Buy from stock, order to forecast, or build your own brand — each sourcing model trades off speed, margin and commitment differently. Picking the right one (often a mix) is what keeps your shelves full and your cash flow healthy. Here's how to decide.
Dealers ask us which sourcing model fits them. There isn't one answer — most successful partners blend all three. Here's how stock, made-to-order and private label compare, and when each makes sense. Browse the full catalogue to see what's available from stock.
1. Buy from stock
Fastest, lowest commitment. Order catalogue items as you need them. Best for testing a range, covering long-tail demand and keeping working capital light. The trade-off is standard pricing and standard branding.

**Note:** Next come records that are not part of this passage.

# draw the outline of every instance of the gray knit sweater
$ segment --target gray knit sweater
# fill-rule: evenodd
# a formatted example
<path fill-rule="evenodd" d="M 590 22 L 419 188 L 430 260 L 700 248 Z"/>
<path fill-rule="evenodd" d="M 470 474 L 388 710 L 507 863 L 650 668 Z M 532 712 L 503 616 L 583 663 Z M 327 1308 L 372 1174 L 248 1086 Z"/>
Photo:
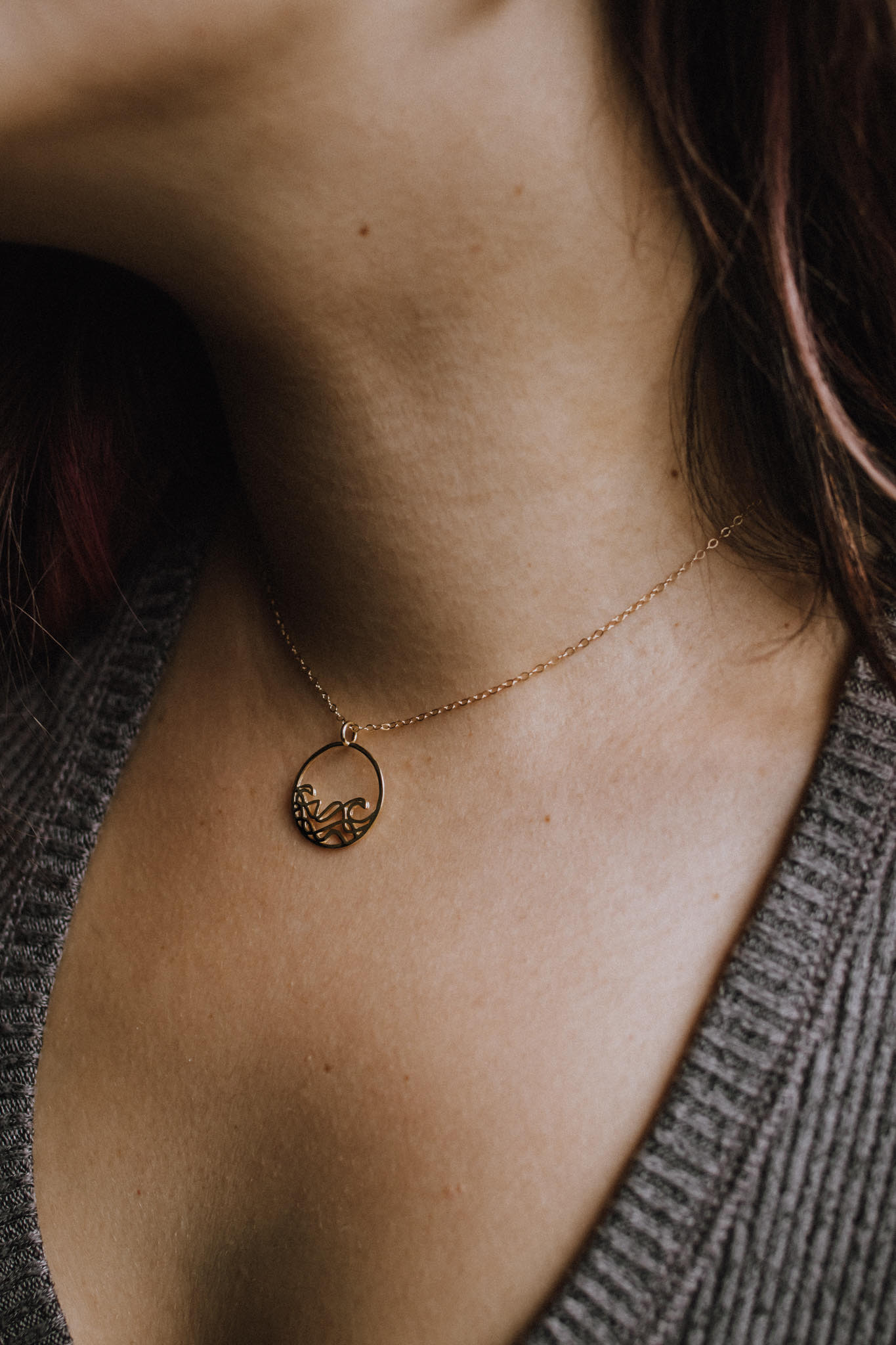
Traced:
<path fill-rule="evenodd" d="M 0 724 L 3 1345 L 69 1341 L 35 1213 L 38 1050 L 78 885 L 199 553 L 160 545 L 110 621 Z M 896 1341 L 895 769 L 896 703 L 858 660 L 653 1128 L 524 1345 Z"/>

2. Made-to-order / forecast
Better pricing, planned supply. Commit to volumes against a forecast and we schedule production. Best for your core movers where you can predict demand — you get keener pricing and reliable availability in exchange for planning ahead.
3. Private label / OEM
Highest margin and loyalty, highest commitment. Your brand on our instruments (or built to your spec). Best once a line is proven and volumes justify branding set-up. See the OEM guide for how it works.
How to blend them
- New range / unproven demand: start from stock.
- Proven core movers: move to made-to-order forecasts for better pricing.
- Flagship lines you want to own: private label for margin and brand loyalty.
- Long-tail / occasional items: keep on stock to avoid tying up capital.